I recently attended an event led by an organization of young boys and girls aged 10-16 who share their musical talents with the elderly. This event, called “Movement”, took place at a nursing home in Beaverton Oregon. The young musicians played various classical pieces from Beethoven to Dvorak. When the event started, most of the seats in the room were empty, which I noticed with a little embarrassment for the musicians who were tuning their instruments in the hallways. Then, the cofounder of Movement delivered a short speech along with an introduction to the pieces that would be played.
As the first group began their playful duet by Mozart, the door creaked open and a few more people filed into the room, finding their seats quickly. I quietly watched the performances and the elderly people’s reactions. There were countless gasps in the audience at a particularly dramatic moment in the piece, and at the end of each musician’s performance,there was loud applause and even a few standing ovations. The people at the nursing home seemed surprisingly entertained, absolutely absorbed into the pieces. At the end of the event there was an earsplitting applause as the director of the nursing home stepped forward and gave the founders and the musicians of Movement an earnest word of thanks.

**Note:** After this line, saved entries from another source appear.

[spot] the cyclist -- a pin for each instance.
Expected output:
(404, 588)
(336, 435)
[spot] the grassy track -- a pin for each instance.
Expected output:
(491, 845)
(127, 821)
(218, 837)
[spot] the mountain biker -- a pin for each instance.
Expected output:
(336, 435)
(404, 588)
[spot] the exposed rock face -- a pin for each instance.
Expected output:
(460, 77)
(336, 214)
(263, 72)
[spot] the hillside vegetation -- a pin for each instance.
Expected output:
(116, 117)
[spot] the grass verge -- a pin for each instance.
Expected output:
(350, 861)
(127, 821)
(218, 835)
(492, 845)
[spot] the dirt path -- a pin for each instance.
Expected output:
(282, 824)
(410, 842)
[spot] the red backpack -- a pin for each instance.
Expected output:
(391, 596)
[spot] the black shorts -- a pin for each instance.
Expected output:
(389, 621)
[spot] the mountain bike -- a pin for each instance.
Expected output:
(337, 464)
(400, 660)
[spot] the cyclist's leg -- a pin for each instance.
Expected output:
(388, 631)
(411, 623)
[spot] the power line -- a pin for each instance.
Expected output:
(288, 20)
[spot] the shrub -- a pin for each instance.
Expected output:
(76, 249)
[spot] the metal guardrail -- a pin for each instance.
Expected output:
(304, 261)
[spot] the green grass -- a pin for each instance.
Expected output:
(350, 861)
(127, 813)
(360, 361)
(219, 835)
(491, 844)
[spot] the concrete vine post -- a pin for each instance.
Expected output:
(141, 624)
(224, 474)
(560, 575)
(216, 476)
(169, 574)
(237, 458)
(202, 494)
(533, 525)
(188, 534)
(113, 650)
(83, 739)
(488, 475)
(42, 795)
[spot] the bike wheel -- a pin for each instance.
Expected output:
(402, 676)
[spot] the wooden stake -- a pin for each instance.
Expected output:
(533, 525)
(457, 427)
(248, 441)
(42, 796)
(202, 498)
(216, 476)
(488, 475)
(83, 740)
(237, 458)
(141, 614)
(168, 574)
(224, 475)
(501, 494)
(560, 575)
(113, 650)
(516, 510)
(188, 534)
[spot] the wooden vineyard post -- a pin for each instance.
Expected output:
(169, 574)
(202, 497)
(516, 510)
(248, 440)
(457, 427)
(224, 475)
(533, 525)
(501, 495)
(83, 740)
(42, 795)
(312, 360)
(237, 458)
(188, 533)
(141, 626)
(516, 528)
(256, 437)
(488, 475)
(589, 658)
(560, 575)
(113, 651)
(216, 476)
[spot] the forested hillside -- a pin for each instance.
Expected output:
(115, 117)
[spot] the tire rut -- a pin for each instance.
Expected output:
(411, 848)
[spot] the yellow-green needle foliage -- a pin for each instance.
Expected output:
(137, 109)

The elderly folk at the nursing home appeared to truly enjoy the event. I researched the effects of classical music on the senior citizens and found some interesting pieces of information. Various scientific studies directly related classical music to the health of the elderly. Music by composers such as Mozart seemed to have a correlation to the changes of waves in the brain, benefiting the memory of the senior listeners. In addition, there have been links between listening to Dvorak and high blood pressure. Interestingly enough, listening to classical music is recommended after heart surgeries, due to its maintaining blood pressure levels. Classical music is known to be calming and soothing to the elderly especially after surgeries, and is proved to significantly lower stress and bring about a peaceful feeling of happiness.
There is enough scientific evidence that there are benefits of classical music, though it sounds somewhat bizarre. Perhaps this is just another reason why classical music is so beloved and valued, even in our society today. Maybe the elderly folk at the nursing home
simply loved classical music because it was their favorite genre, or maybe it made them feel more relaxed and happy. Either way, it was a beautiful experience to see all of those smiles at Movement and the display of the unique musical talents of the younger generation.